Real Life Experiences Versus Online

I remember my A Level History lessons with fondness. My teacher brought History to life in class by showing students her many slides of archaeological digs to ancient lands such as Israel, Greece and Egypt. This inspired me to visit some of these places throughout my life as an adult. I did not just want to read about them in a book but wanted to experience them like nothing else can, a chance to connect, understand, and explore objects, perceptions, feelings, and innovative thoughts. Seeing a picture can’t ever replace material engagement with an object. We can’t anticipate the kinds of questions we’ll want to ask of objects in the future, so a digital record should never take the place of an object or image. There’s no replacement for the real thing.

Recently I spent a day at the Ashmolean Museum in Oxford visiting the Andy Warhol exhibition. Coming face to face with artworks of an inspirational artist whom I studied at school enabled me to understand more about his reasons for creating his art work and his interpretation of popular culture and consumerism. This experience broadened my knowledge and appreciation of the art work which made me think about how young people learn new material not just in class but through technology.

Teachers of young people are in a prime position to encourage them to widen their life experiences beyond the classroom and experience real life by bringing the classroom teaching alive and broadening their thoughts, feelings and ideas. We offer many school trips to cultural and science museums, art galleries and many more.

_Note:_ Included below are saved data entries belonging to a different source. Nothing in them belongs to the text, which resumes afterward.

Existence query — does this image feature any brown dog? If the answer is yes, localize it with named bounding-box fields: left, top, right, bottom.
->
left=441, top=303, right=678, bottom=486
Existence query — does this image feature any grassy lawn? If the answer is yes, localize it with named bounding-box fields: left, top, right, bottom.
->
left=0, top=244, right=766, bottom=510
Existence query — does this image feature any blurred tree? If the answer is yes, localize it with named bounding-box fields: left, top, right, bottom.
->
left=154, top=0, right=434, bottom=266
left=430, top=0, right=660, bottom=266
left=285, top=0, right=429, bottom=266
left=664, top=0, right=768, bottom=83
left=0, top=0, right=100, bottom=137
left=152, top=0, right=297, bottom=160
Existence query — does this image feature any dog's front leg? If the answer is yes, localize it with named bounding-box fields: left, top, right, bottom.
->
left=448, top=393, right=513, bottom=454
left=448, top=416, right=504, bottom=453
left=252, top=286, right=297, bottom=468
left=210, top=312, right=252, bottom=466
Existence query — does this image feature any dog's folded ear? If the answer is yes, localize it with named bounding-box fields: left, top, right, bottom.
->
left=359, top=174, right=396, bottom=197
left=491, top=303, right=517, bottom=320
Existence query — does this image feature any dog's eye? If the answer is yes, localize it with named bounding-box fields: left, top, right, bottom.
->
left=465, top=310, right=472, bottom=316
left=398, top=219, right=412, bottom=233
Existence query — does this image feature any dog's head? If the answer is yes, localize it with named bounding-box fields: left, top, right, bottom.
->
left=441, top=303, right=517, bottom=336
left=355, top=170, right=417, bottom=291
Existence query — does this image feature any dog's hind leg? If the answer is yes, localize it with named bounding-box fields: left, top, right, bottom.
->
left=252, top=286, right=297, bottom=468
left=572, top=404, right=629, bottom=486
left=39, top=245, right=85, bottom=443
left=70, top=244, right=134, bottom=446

The power and influence of ‘being there’, a real life experience compliments the curriculum taught and more importantly, enriches the learning of any student.

 

A reproduction of an artefact, whether it’s a photograph or a digital version of it, for example, can travel much further than the artefact itself. It can be in many places at once and so dramatically enrich the conversations that surround it. You lose something when you are engaging with a work of art or a specimen on a computer screen. You can’t walk around it, or touch it, or see how light plays upon its surface. It can be hard to appreciate the scale of something – whether it’s incredibly delicate or whether it dominates the room.

Digital life is so much part of society’s way of interacting with people and the world around them. This experience and way of living is only a way but not the only way. According to Jim Taylor, PhD ‘The power of prime’, a Psychology Professor at the University of San Francisco, believes that wired life is not real, meaning experiences are created by technology with the aim of ‘simulating an experience’. He goes on to explain that,

‘The problem with this “low-resolution” life is that, though it shares similarities to real life, it lacks the high resolution and the granularity of real life…..There is always something between us and our experiences’.

Susan Greenfield, a noted British neuroscientist, broadcaster and member of the House of Lords, who has studied the impact of new technology on people believes that, ‘for all of its appearance of freedom, technology puts us in a box, a very bright, shiny, and fun box to be sure, but a box nonetheless. You may think those dropdown menus give us options, but what they really do is limit choices that limit our thinking, imaginations, and actions’.

At Northampton High School, we encourage girls to be bold, creative, confident and competent women who have the skills to think, question, take risks and broaden their learning experiences.  Real life enriches our sensory experiences through sight, sound, smell, touch, taste, balance, movement, temperature and emotions. Technology has come a long way replicating these through visual graphics and sound but these are artificial and are they enough?

 

So, what do you plan to do on the weekend or on your next holiday? Visit a museum, art gallery or walk the streets of the ancient town of a foreign city? ‘Why we go to museums, or art galleries, travel to distant lands doesn’t really matter as much as what we get out of our visit. We may go to see a famous artwork, and end up meeting someone special. We may go to get out of the rain and come face to face with an artefact that changes the way we think, or lifts us somehow; something that sets us on a wholly new journey of discovery. Make it a real experience.